INCIT-EV’s charging technologies, including wireless and bidirectional charging, are designed to improve the user experience, making charging as easy as possible. “INCIT-EV has nine use cases, including three demonstrators validating the inductive charging technology,” reports Zarzuela.
One of these is a wireless charging point for taxis in Zaragoza, Spain, that allows 50 kW charging while the taxi is waiting. A second demonstrator will test the technology in Paris on an inductive loading track, for charging at traffic lights. A third will be tested at a speed circuit near Versailles, France, allowing vehicles to charge at speeds up to 90 kW while driving on an inductive lane. On top of innovation, project partners collaborated to achieve full interoperability between all wireless chargers and vehicles.
The intelligent use of EVs will be a great ally in a scenario with high renewable energy penetration.
“The use of bidirectional charging is expected to accelerate the development of electric mobility and redefine the concept of cars,” adds Zarzuela.
During the last part of the project, three wireless inductive demonstrators will be deployed and tested in open streets with the aim of showing seamless and interoperable charging, including dynamic charging at highway speeds.
The road to transforming transportation and energy systems
“The long-term impacts of these developments are significant, as they will play a critical role in shaping the future of transportation and energy systems,” notes Zarzuela.
Expected benefits include the acceleration of EV adoption. “The development of bidirectional charging and other innovative charging technologies will help to make EVs more convenient and accessible to a broader range of consumers.
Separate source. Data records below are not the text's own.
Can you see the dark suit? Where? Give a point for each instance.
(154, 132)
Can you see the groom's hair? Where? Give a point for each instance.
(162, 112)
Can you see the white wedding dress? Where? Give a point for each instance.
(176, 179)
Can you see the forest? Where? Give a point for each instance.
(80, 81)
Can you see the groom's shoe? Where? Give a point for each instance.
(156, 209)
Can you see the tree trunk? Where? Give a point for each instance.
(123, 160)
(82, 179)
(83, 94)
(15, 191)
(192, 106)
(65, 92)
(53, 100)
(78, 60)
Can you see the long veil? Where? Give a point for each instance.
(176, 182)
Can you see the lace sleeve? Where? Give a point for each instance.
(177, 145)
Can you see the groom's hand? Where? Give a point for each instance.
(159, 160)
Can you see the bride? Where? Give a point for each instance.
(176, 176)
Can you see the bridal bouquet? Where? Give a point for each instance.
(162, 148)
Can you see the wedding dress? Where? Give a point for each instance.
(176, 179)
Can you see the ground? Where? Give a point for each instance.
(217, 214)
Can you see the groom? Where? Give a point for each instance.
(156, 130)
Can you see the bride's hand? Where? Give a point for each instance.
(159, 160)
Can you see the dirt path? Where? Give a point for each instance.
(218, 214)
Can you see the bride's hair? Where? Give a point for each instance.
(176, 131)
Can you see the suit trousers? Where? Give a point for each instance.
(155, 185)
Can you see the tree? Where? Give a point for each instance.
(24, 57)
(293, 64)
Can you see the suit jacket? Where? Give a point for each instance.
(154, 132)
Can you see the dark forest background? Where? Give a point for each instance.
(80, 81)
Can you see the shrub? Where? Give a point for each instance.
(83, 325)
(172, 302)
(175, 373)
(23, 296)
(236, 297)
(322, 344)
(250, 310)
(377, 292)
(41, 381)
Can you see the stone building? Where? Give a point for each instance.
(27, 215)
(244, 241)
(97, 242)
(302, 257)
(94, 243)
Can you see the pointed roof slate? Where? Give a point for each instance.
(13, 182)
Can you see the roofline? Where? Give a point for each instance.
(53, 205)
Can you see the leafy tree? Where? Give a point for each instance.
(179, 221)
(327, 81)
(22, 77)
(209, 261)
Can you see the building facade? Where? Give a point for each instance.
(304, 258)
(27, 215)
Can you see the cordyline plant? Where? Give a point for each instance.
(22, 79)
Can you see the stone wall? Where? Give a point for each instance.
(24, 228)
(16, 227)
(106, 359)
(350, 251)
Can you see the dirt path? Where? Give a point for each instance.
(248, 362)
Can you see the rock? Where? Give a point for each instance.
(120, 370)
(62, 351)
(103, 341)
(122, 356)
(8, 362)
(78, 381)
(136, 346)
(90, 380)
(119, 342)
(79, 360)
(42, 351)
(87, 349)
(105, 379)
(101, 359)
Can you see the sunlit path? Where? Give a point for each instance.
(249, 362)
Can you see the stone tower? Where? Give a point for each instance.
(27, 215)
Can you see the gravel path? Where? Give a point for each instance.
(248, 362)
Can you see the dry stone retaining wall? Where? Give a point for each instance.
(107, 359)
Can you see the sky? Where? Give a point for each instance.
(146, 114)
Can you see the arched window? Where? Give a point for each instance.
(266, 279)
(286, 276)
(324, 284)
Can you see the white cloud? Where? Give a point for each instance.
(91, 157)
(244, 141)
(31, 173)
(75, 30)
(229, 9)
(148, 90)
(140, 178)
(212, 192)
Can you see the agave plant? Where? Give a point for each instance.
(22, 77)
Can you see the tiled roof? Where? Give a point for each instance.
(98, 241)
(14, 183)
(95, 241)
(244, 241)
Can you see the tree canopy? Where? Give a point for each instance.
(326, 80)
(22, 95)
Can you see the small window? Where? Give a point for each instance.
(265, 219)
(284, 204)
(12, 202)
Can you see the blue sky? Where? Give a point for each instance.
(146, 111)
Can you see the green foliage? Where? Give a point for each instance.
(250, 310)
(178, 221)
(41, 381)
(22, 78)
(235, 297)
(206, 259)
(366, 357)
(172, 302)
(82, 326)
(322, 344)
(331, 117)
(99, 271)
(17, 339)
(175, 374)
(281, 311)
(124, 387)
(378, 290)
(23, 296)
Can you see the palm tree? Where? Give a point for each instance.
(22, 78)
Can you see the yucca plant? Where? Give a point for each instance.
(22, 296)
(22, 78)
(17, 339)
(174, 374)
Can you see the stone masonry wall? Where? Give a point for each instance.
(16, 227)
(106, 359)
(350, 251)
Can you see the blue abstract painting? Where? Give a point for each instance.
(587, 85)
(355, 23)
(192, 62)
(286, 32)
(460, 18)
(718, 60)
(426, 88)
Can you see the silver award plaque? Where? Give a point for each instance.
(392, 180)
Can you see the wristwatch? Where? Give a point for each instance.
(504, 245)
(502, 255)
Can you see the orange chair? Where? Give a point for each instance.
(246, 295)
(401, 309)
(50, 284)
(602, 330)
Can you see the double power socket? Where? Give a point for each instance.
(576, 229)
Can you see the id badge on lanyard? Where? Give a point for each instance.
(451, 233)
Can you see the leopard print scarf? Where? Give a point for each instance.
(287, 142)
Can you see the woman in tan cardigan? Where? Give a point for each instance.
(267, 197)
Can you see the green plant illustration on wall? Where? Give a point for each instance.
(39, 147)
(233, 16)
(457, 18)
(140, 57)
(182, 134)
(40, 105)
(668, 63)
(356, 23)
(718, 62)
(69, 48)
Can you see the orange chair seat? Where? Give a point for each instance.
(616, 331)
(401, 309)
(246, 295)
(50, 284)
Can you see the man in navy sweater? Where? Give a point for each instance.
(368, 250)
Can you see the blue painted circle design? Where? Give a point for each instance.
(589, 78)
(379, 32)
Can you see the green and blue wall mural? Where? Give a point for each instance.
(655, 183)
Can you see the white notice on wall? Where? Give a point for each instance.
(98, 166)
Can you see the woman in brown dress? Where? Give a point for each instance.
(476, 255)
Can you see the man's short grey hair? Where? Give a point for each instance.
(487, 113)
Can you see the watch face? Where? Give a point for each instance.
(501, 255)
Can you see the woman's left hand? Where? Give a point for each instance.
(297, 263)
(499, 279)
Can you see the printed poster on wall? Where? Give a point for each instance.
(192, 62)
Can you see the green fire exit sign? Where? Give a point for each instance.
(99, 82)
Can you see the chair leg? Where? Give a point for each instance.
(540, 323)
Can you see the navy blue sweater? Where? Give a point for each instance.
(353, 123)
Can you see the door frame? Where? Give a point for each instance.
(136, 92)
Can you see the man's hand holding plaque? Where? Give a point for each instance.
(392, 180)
This, in turn, could accelerate the adoption of EVs, leading to a reduction in greenhouse gas emissions and air pollution,” adds Zarzuela.
Bidirectional charging will also allow EVs to serve as energy storage devices, helping to smooth out the variability of renewable energy sources. “Furthermore, bidirectional charging could potentially reduce the overall cost of owning an EV by allowing owners to use their vehicles as a source of backup power for their homes or to sell excess energy back to the grid,” concludes Zarzuela.